Their one big trunk setup allows them to maximize reuse. In their configuration it also forces them to do lock-step upgrades. Those upgrades could be binaries from outside Google (say Log4J), but also their own internal shared components and services. Applications can still become legacy of course, but the source-code is moved forward as lockstep upgrades happen, and the unit/integration/functional tests for it guard it despite the lack of an active development team. Many larger enterprises are in the same place, and need that desperately.
1000ft decision making.
I mentioned this above, one big trunk and all that build/commit intelligence allows the higher ups to pivot quickly re all their source-based assets:
- What apps are BEAST vulnerable?
- How big is the effort to upgrade Hibernate for all?
- How far along is the Spring Framework to Guice migration?
- What is the test coverage ranking of commits by team / developer / university / language
- Do build breakages vary based on precipitation at the locale of the committer in question?
Centralized everything allow this auditability.
Google prevent developers from sharing branches that are not the single anointed trunk. That much should be obvious.
Speaking to that, an Emerson quote applies and should make us feel a little guilty:
“A foolish consistency is the hobgoblin of little minds ..”

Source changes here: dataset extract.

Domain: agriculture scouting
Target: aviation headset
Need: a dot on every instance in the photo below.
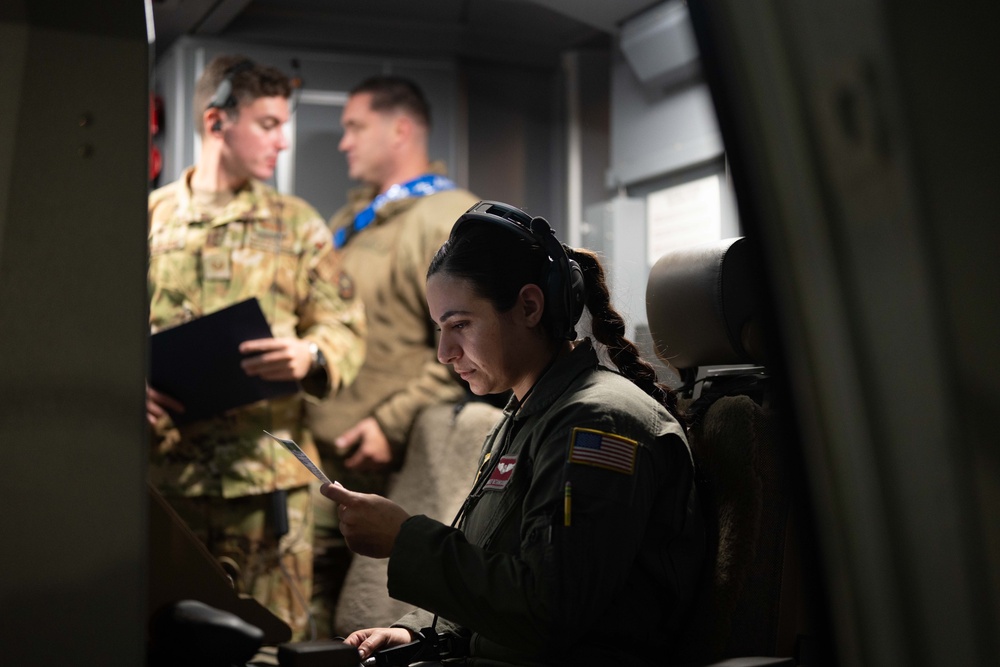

Concrete advice for the reader
In order perhaps,
- Putting in a CI daemon is never bad. But it will quickly show you what your underlying problems are
- Review your source-control choices (all apps). Sunset all of ClearCase, PVCS, CVS, StarTeam, Synergy as soon as you can
- Review your range of branching models (all apps)
- Work out if one big trunk makes sense (facilitates common code / reuse)
- If yes to the last, you might want to enable checking out of a subset on a per-developer basis
- If your dev teams can boost their throughput, think about the capacity of CI infrastructure needed to do one build per commit
- Design some elastic infrastructure for transient environments for the CI processes to deploy applications into for automated functional testing
- Worry about the elapsed time to take a build all the way through the pipeline, including those automated functional tests
- Collect metrics about builds into some system for later analysis
- Write tools to aggregate build metrics, commits and allow analysis
Then there is also, which of those applications require legacy rejuvenation concurrently and what that means for a larger CD style reorganization. Rejuvenation strategies should really include improving or introducing tests. That’d be test coverage at the unit level, integration tests in smaller number, and at least happy-path functional tests.
ThoughtWorks spends a lot of time moving clients to more sophisticated DevOps places, often as part of trying migration towards CD. There’s a lot to it, and I’ve only outlined a checklist of mostly mechanical achievements here. To get to true CD, it’s not just developer ‘workspace’ that needs to be boosted, it’s management and stakeholder participation/expectations, shared responsibility team, flow of feature requests into working code. In short many more ‘social’ things, and methodology-driven than anything I’ve outlined in this article. Some of that the Agile/Lean industry speaks to too. Anyway you can’t just get to true CD by installing Jenkins on a machine with a high-end CPU and lots of RAM.